The Hustler, opened by Larry Flynt in 2000, and Flynt’s renamed Lucky Lady Casino (formerly the Normandie) are the last of the cardrooms in Gardena.
 Bancroft, Hubert Howe. California Inter Pocula. San Francisco, The History Book Company, 1888, 719. Bancroft attributes this claim to an “able writer” but leaves him or her unnamed.
 Ibid. 707.
 Pamela Shandel, in “Inside Straight: A History of Poker from Bones to the Internet” (Master of Professional Writing thesis, University of Southern California, 1995), describes draw poker as a Civil War-era innovation, replacing the earlier “no draw” form. Stud poker became popular in the 1870s. The showing of cards in stud poker accommodated more players and made possible more rounds of betting.
 The validity of Webb’s 1911 test of draw poker’s legality was repeatedly questioned. Webb eventually qualified its meaning, telling mayors and chiefs of police in 1938 that he had intended in 1911 (and again in a 1937 opinion) only to permit friendly games among players who knew each other. (“Webb Demands Gambling Lid,” Los Angeles Times, November 4, 1938, p1) But his opinion, for the future of gambling in LA, did allow licensed cardrooms if the house did not share directly in the winnings.
 Mayor Frank Shaw was elected in 1933 and recalled in 1938. He was the first mayor of a major US city to be recalled.
 In the case Monterey Club v.

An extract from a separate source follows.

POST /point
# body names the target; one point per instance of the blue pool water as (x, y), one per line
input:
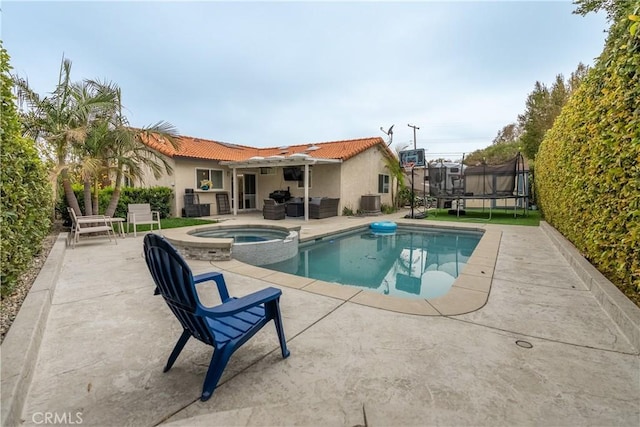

Superior Court of Los Angeles (1941), Justice Thomas P. White found that the gambling “associated with draw poker, low-ball poker, contract bridge, and rummy does not necessarily make such pastimes ‘public nuisances’ as a matter of fact or law. Gambling is neither unlawful per se nor a public nuisance per se in California.”
 Sam Gnerre, in “How Gardena Became Home to Legalized Card Clubs,” described how the conflicts between cardroom operators and with Gardena reformers worsened over the years. “When the card club issue came before the voters in 1960, things got a little out of hand. In the run-up to the April 1960 election, a person or persons unknown planted a bomb outside the south entrance to the Rainbow Club in Gardena. … The explosion damaged the club and its neighbor, the Monterey Club, but no one was injured.”
 “Poker Palaces Cash In on Technicality in the Law,” Los Angeles Times, January 28, 1951. p1
 Veteran poker parlor operator Tom Parks, remembered “problems with loan sharks and bookmakers because it is the nature of the business. But that was not a big problem, but a problem, so we tried to keep those people away as much as possible.” (Pamela Shandel, “Inside Straight: A History of Poker from Bones to the Internet.” Master of Professional Writing thesis, University of Southern California, 1995), 315.
 “Loophole Became an Industry.” Los Angeles Times, August 24, 1981, p22.
 The town of Primm, off Interstate 15 and across the state line in Nevada, keeps Ernie Primm’s name and gambling legacy live.